I have NO idea what I meant by “is that an oxymoron?” Sorry. I musta put sumpin in there and only backed out part of it… :smack:
As for the rest:
A spherical chunk of ice to minimize surface area <snip of my own blunder>and some other shape with a large surface area relative to its volume.
I was thinking the total melting time is affected by volume of ice and surface area and that these are independent variables. If they vary independently, is it not possible that a sphere would win one contest and sheet of ice, the other?
An icewater bath where the water is kept at 32F and the ice is kept submerged to separate air v water effects.
Wouldn’t you have to use an icewater bath? Otherwise only the liquid right next to the ice is at 32F. Heat will be lost by this layer of water to adjacent layers and the rate of melting will be partially dependent on the ambient temperature sucking heat out of the portion of water closest to the periphery of the water bath.
A 75 degree air “bath” which allows the ice sphere to melt and the liquid water to drain away, and also minimizes convective currents.

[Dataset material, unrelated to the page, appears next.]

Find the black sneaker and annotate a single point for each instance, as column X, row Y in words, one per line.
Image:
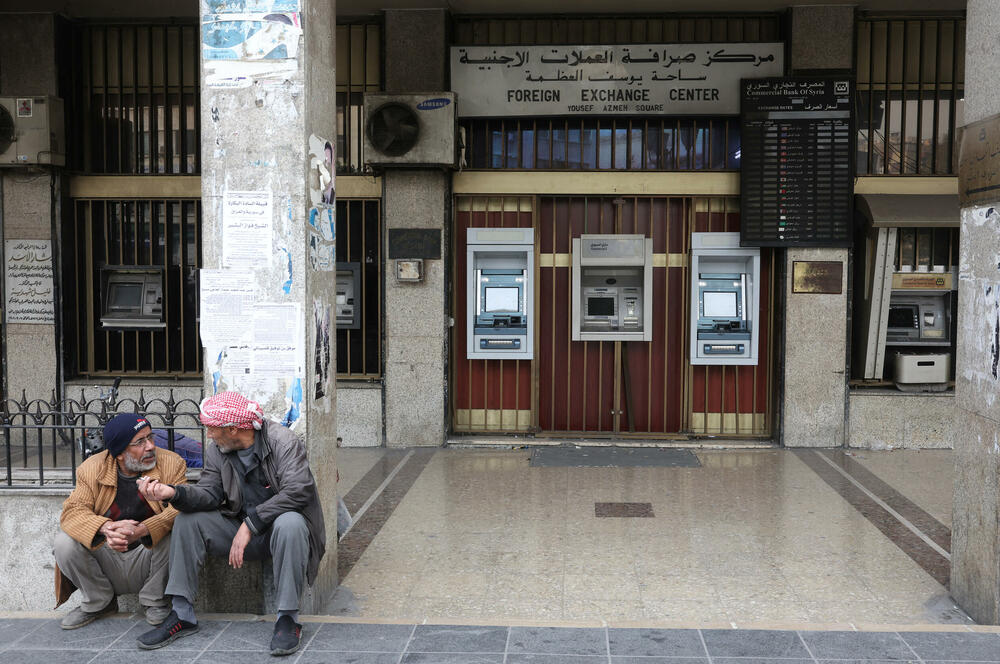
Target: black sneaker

If you don’t minimize convective loss in the air the way you minimized convection loss in the water (by maintaining a constant water temp) wouldn’t you get two different results… e.g. blowing a constant stream of 75 degree air would melt the ice much more rapidly than still air, would it not?
And finally, would the volume of the sphere matter?

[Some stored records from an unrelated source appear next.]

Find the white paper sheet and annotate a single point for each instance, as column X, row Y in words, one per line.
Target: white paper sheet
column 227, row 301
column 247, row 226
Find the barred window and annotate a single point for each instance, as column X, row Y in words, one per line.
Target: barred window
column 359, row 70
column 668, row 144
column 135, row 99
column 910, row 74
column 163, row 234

Obviously, the temperature of the air matters: 1000 degree air would always beat the water bath right? The amount of surface are relative to volume also matters, right? Very hot air will melt a sheet of ice much faster than it melts a sphere of the same volume, I’d guess. Since volume varies with the cube of the radius and surface area varies with the square (do I even have THAT right?), and heat loss is affected by the surface area relative to volume, wouldn’t the volume come into play?
Hey…there’s a reason I took Physics at a third tier University over the summer, and it wasn’t 'cuz I was good at it. “Chief Pedant” does not imply any actual ability to think.
So if I empty the contents of an ice tray into a swimming pool, the pool water will be 0 °C?
Lets assume I have a cube of ice in an 4 oz. glass of water. It is 0 °C at the solid-liquid interface. Inside the ice cube, the temperature will be less than 0 °C. There will also be a temperature gradient in the cube; the center of the cube will be at the lowest temperature, while the outside surface of the cube will be at 0 °C. Same with the liquid water… the liquid water molecules farthest away from the cube will have the highest temperature, while the liquid water molecules touching the cube will be at 0 °C.